There is an interesting survey result published by Karmasphere that points to the shortage of big data professionals in the Industry and the advantages of leveraging *self service* tool like Karmasphere Analyst for Big data analytics.
I would like to share my views on this based on some of my experiences in this space ever since my first post on Karmasphere in the Yr 2010.
- Usage of Self service Big data analytics tools predominantly apply for processing static big data. It is not suitable for processing and analyzing data sets that are dynamic (changing from time to time),or for high velocity (near) real time data sets.
- Karmasphere kind of self -service tools are a boon to enterprises or Small to Mid size companies or Individuals that want to leverage big data assets available internally or on the cloud (through big data infomediaries) to gain insights from such data and apply it to the advantage of their business. For instance here are a few key things Karmasphere helps solve.,
– Slashes significant time to process and analyse large data sets on a Hadoop cluster
– The cost of assembling and maintaining a full fledged team to handle big data processing is quite high. This primarily includes the Big data project maneger or Architect,Linux/Hadoop administrators and Hive developers. With a tool like Karmasphere which has automated many key aspects of big data processing lifecyle, the resource overheads are significantly reduced.
– Karmasphere Analyst as a tool has a focus on processing big data on Hive which is a datawarehouse that runs on top of HDFS/Hadoop and converts SQL like programs automatically in to Hadoop Map reduce jobs. This enables a company to repurpose existing SQL developer skills in to Hive/HQL skills or hire people with good SQL /RDBMS skills from the market.

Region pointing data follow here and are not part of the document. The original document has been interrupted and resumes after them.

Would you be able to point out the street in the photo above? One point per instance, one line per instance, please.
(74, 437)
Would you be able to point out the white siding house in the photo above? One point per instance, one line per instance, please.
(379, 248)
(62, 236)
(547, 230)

– Karmasphere kind of tools are a boon to small companies and talented individuals,typically the data analysts or data scientists who wants to focus on solving the “Big data problem” which is all about gaining valuable insights or maximising the value from massive unstructured data sets.
They donot need to worry about the IT infrastructure plumbing,hadoop clusters,job flow distribution so on..
– One of the interesting facts about Karmasphere analyst is, it is available on a pay per use basis on Amazon AWS Cloud, which lowers the barriers for any one to process big data. Be it an individual like me or a Fortune 2000 enterprise!!! For instance, when I first used Karmasphere Analyst, it took me less than an hour to set up processing a 1 GB data set running to be processed on a 10 node hadoop cluster on AWS Cloud. (Of course you would have to install Karmasphere tools on your Laptop or PC which can take 1 to 2 hours for a initial one time set up.. )
There are vendors and services emerging in this space such as Google Big query, Datameer so on.. which is a very interesting time for all those seeking to leverage big data ..
Finally,all said and done, Applying these tools and techniques in the big data space has its caveats which could differ from one user scenario to another. To this extent,the big data technology initiatives and projects have to carefully planned and orchestrated.
Disclosure : I neither have a bias for a product like Karmasphere Analyst nor this post is based on any one influencing to write. It is just based on my own experiences and it is one of the mature tools at this point of time for being considered as a representative specimen.